Go: Tee it Together - io.TeeReader()

In my previous article, I talked about connecting io.Reader and io.Writer instances using io.Pipe(). Another handy construct in Go’s io package is io.TeeReader(). Yes, it is conceptually similar to the unix tee command. This standard library function accepts an io.Reader (original source) and an io.Writer (intercepting destination), and returns a wrapper struct, that implements io.Reader interface. When a call to Read(p []byte) occurs, the bytes are copied to the given destiation buffer, and additionally cloned in real-time to the underlying intercepting writer. This is best explained with an example.

package main

import (
    "crypto/sha256"
    "fmt"
    "io"
    "log"
    "strings"
)

func main() {
    const chunkSize = 8

    sourceVal := `Hello from this demo string.`
    srcRdr := strings.NewReader(sourceVal)

    hash := sha256.New()
    rdr := io.TeeReader(srcRdr, hash) // compute the digest of the bytes while reading it
    var totalBytesRead int
    buffer := make([]byte, chunkSize)
    for {
        bytesRead, err := rdr.Read(buffer)
        if err != nil && err != io.EOF {
            log.Fatalf("error reading from soure: %s\n", err)
        }
        if bytesRead == 0 {
            break
        }

        processChunk(buffer[:bytesRead])
        totalBytesRead += bytesRead
    }

    fmt.Printf("total bytes read: %d\n", totalBytesRead)
    fmt.Printf("Hashsum: %x\n", hash.Sum(nil))
}

func processChunk(b []byte) {
    // simulate processing data in chunks
    fmt.Printf("processing chunk: %s\n", string(b))
}

Points to note

  • The underlying read implementation does not explicitly buffer the bytes read.
  • The read call blocks until all bytes are written to the intercepting destination.

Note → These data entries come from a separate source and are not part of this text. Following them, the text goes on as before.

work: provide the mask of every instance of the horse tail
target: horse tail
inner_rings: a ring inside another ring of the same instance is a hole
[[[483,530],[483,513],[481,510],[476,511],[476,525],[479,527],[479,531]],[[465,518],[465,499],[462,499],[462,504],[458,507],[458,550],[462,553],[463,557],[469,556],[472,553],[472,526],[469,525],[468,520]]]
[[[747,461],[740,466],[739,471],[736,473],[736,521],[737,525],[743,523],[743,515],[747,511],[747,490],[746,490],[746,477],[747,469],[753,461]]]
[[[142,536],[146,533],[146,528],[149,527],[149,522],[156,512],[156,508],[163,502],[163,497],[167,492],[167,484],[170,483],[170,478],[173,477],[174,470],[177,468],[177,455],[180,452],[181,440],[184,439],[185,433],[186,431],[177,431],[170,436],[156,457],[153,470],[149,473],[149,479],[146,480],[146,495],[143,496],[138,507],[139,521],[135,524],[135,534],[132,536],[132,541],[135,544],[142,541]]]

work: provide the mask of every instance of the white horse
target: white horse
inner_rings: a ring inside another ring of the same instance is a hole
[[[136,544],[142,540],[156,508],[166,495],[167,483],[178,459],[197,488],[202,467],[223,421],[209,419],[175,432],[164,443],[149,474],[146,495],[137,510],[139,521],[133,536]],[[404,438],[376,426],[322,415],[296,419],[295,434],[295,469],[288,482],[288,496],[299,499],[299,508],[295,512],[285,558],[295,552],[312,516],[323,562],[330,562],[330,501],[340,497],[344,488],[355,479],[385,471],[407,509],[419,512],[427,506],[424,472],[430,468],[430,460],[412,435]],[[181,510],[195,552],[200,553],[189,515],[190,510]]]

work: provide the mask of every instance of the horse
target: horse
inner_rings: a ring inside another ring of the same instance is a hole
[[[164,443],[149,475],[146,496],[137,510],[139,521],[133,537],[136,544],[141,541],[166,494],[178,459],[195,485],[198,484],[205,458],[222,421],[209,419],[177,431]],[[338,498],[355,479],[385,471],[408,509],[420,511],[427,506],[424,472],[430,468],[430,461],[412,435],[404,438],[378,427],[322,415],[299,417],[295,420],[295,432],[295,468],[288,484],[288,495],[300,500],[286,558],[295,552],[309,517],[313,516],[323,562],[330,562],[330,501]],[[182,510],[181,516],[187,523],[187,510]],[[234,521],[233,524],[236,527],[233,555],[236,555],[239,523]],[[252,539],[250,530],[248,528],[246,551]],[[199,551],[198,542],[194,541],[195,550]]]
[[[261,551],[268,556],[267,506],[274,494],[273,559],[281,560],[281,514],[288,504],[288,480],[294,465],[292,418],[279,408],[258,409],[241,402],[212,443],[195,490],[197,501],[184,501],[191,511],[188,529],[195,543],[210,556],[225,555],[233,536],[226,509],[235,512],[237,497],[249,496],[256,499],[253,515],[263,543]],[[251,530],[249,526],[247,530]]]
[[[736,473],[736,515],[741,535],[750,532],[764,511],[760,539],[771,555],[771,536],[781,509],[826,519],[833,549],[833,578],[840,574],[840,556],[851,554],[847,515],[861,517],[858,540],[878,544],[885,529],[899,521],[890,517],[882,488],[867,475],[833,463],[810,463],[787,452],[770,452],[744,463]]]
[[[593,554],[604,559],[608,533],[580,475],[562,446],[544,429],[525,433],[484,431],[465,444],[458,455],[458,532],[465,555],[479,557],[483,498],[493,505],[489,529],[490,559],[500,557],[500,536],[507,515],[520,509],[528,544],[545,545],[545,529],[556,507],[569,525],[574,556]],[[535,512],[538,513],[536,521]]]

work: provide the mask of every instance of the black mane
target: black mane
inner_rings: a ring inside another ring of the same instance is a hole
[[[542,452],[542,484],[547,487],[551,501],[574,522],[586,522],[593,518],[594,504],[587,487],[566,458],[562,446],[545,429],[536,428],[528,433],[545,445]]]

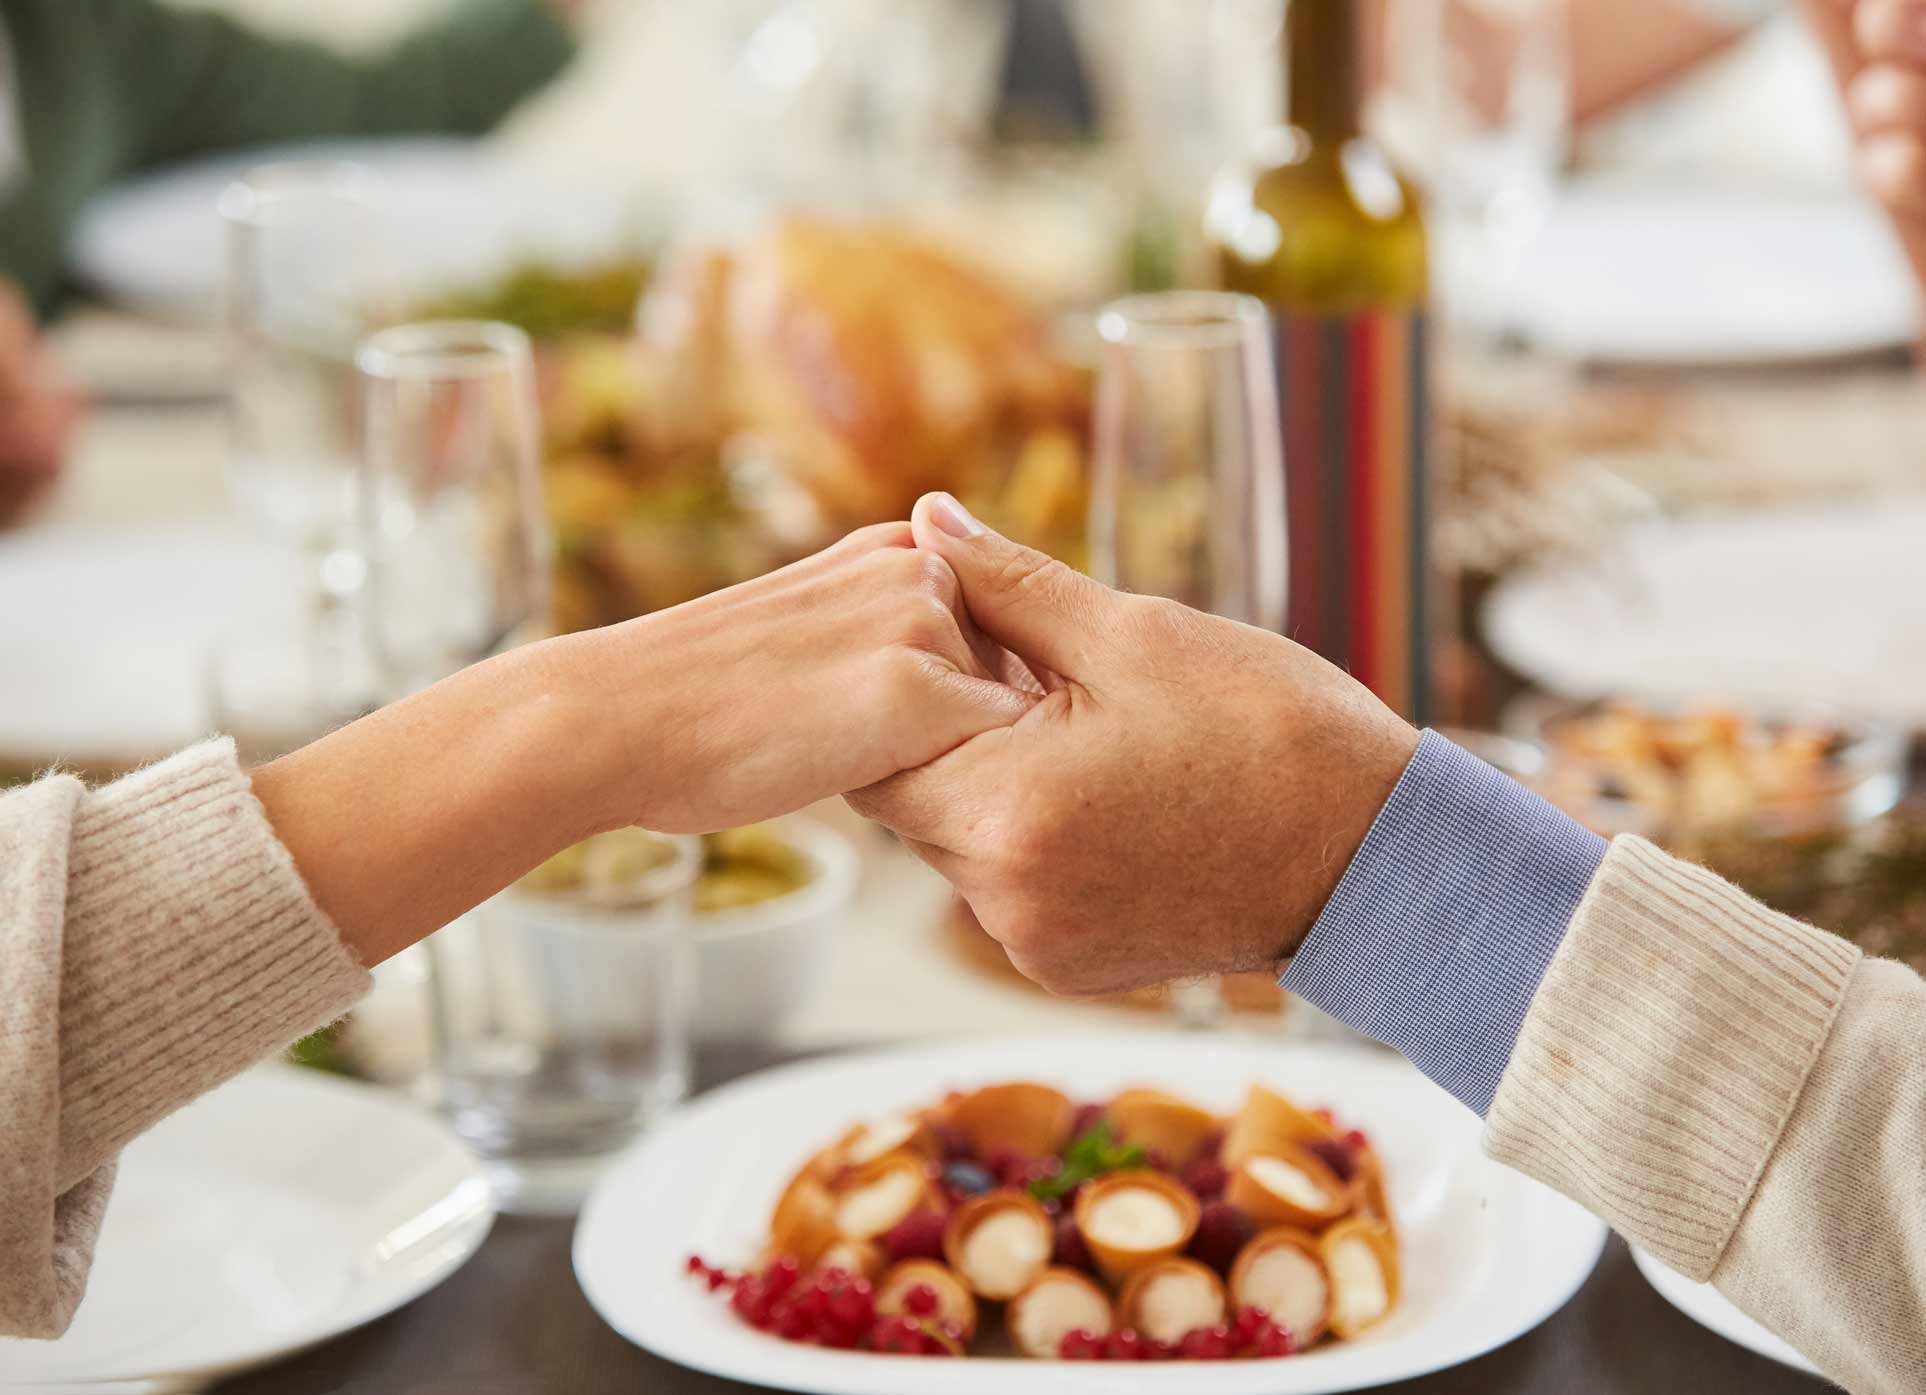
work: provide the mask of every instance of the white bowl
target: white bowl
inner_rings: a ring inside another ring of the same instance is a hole
[[[695,917],[698,1041],[772,1036],[822,981],[856,894],[862,859],[848,838],[794,815],[775,829],[809,862],[810,878],[767,901]]]

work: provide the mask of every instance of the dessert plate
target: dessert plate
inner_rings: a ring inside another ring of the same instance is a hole
[[[73,1326],[0,1340],[0,1387],[205,1389],[427,1292],[494,1218],[480,1166],[431,1115],[260,1067],[122,1154]]]
[[[1699,1326],[1709,1328],[1726,1341],[1748,1351],[1770,1357],[1782,1366],[1815,1376],[1819,1374],[1819,1368],[1795,1351],[1790,1343],[1774,1336],[1740,1312],[1730,1298],[1712,1285],[1694,1283],[1676,1269],[1667,1268],[1653,1259],[1636,1245],[1632,1247],[1632,1263],[1638,1266],[1638,1272],[1645,1276],[1646,1282],[1658,1290],[1659,1297]]]
[[[1229,1112],[1252,1081],[1328,1104],[1369,1133],[1397,1217],[1404,1292],[1359,1339],[1275,1361],[1117,1366],[961,1361],[799,1346],[743,1324],[683,1271],[740,1265],[804,1157],[851,1123],[942,1090],[1029,1079],[1093,1098],[1152,1085]],[[823,1395],[1169,1391],[1309,1395],[1453,1366],[1529,1331],[1584,1282],[1605,1227],[1478,1151],[1478,1121],[1368,1047],[1143,1033],[887,1048],[783,1066],[705,1095],[618,1162],[575,1231],[575,1272],[624,1337],[698,1370]],[[906,1363],[917,1362],[913,1368]]]

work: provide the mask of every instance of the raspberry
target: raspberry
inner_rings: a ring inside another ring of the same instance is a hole
[[[1304,1145],[1305,1151],[1315,1156],[1332,1172],[1340,1182],[1348,1182],[1357,1174],[1358,1160],[1351,1149],[1340,1138],[1314,1138]]]
[[[1241,1207],[1207,1201],[1197,1217],[1197,1233],[1190,1238],[1190,1256],[1219,1274],[1228,1274],[1238,1251],[1256,1233],[1256,1223]]]
[[[1362,1152],[1371,1146],[1371,1140],[1364,1136],[1361,1129],[1352,1129],[1344,1135],[1344,1146],[1353,1152]]]
[[[876,1292],[868,1279],[857,1279],[829,1299],[829,1316],[845,1327],[863,1327],[876,1316]]]
[[[1215,1201],[1224,1194],[1224,1187],[1230,1181],[1230,1173],[1224,1170],[1224,1165],[1212,1153],[1192,1158],[1177,1176],[1186,1187],[1197,1193],[1199,1201]]]
[[[883,1232],[883,1253],[892,1261],[943,1258],[943,1218],[934,1211],[912,1211]]]
[[[1257,1341],[1252,1347],[1252,1355],[1289,1356],[1296,1350],[1297,1343],[1291,1340],[1291,1334],[1273,1322],[1258,1334]]]
[[[815,1330],[809,1315],[793,1303],[778,1303],[771,1316],[775,1319],[775,1333],[778,1337],[799,1342]]]
[[[701,1255],[690,1255],[688,1259],[682,1263],[682,1272],[685,1274],[701,1274],[706,1277],[709,1273],[709,1266],[702,1262]]]
[[[711,1269],[707,1277],[709,1281],[709,1292],[711,1293],[714,1293],[717,1289],[726,1285],[737,1282],[727,1269]]]
[[[910,1291],[903,1295],[903,1311],[912,1317],[929,1317],[936,1312],[939,1300],[936,1290],[928,1284],[913,1284]]]
[[[1228,1361],[1231,1342],[1230,1328],[1220,1322],[1215,1327],[1191,1328],[1177,1344],[1177,1350],[1192,1361]]]
[[[1106,1354],[1112,1361],[1142,1361],[1144,1359],[1144,1339],[1134,1327],[1119,1327],[1110,1334],[1105,1344]]]
[[[1056,1249],[1050,1256],[1050,1262],[1066,1269],[1080,1269],[1086,1274],[1097,1272],[1097,1263],[1090,1257],[1090,1247],[1083,1243],[1083,1232],[1077,1229],[1077,1218],[1067,1211],[1057,1217]]]
[[[1231,1340],[1238,1346],[1245,1346],[1256,1341],[1258,1334],[1270,1323],[1271,1315],[1262,1308],[1239,1308],[1231,1323]]]
[[[1082,1138],[1103,1121],[1106,1106],[1101,1104],[1080,1104],[1077,1112],[1070,1116],[1070,1136]]]
[[[961,1129],[954,1124],[931,1124],[930,1137],[936,1140],[937,1151],[943,1155],[944,1162],[976,1160],[976,1150],[970,1147],[970,1140],[963,1136]]]
[[[1144,1166],[1152,1172],[1175,1172],[1177,1170],[1170,1165],[1170,1154],[1157,1148],[1144,1149]]]

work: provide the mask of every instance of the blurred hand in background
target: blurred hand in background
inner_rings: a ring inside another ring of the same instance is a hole
[[[1805,0],[1859,142],[1859,172],[1926,286],[1926,0]]]
[[[25,297],[0,280],[0,525],[19,518],[54,482],[80,408]]]

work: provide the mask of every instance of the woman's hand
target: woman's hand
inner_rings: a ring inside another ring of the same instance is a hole
[[[566,643],[625,732],[609,819],[665,833],[873,784],[1036,701],[991,676],[955,573],[907,523]]]
[[[1014,726],[850,796],[1058,993],[1267,968],[1294,949],[1418,735],[1264,630],[1128,596],[947,495],[917,542],[1048,690]]]

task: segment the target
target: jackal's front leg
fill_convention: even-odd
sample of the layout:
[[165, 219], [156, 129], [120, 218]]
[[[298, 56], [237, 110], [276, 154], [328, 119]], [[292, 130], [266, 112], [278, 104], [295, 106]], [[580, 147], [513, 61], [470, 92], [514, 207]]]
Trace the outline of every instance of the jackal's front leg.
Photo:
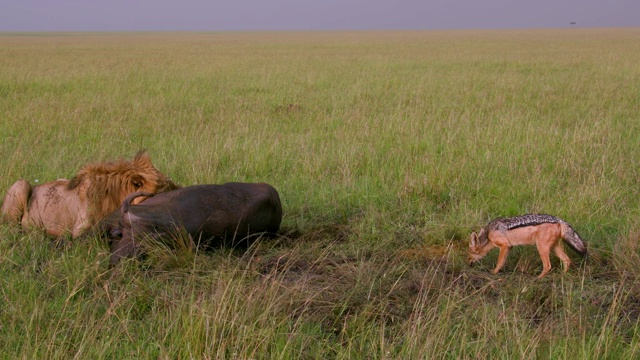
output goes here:
[[492, 273], [497, 274], [507, 261], [507, 255], [509, 254], [509, 245], [500, 245], [500, 254], [498, 254], [498, 263]]

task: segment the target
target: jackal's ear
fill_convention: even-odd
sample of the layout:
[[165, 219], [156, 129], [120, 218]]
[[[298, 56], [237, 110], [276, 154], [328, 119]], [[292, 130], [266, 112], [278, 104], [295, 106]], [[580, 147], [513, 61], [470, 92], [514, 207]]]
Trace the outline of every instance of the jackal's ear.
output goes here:
[[476, 232], [472, 232], [471, 233], [471, 237], [469, 238], [469, 247], [474, 248], [476, 247], [476, 244], [478, 243], [478, 234], [476, 234]]

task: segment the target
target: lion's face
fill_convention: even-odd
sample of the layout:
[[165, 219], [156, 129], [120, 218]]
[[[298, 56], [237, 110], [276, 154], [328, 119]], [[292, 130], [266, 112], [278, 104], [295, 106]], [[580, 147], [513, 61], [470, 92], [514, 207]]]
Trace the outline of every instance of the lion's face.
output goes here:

This may have a throttling effect on the original read logic if the writes are slow.

Under the hood

The Read() implementation of the internal teeReader wrapper struct calls Read() on the original source to populate the given buffer. Additionally, the successfully read bytes will be written to the intermediate destination before the call returns. Any write errors are propagated up to the read caller. If you’re asking: Priyanka, could I do this myself? My answer: Yes, absolutely. teeReader is just a language provided syntactical sugar. In fact, the source code is under 20 lines of code.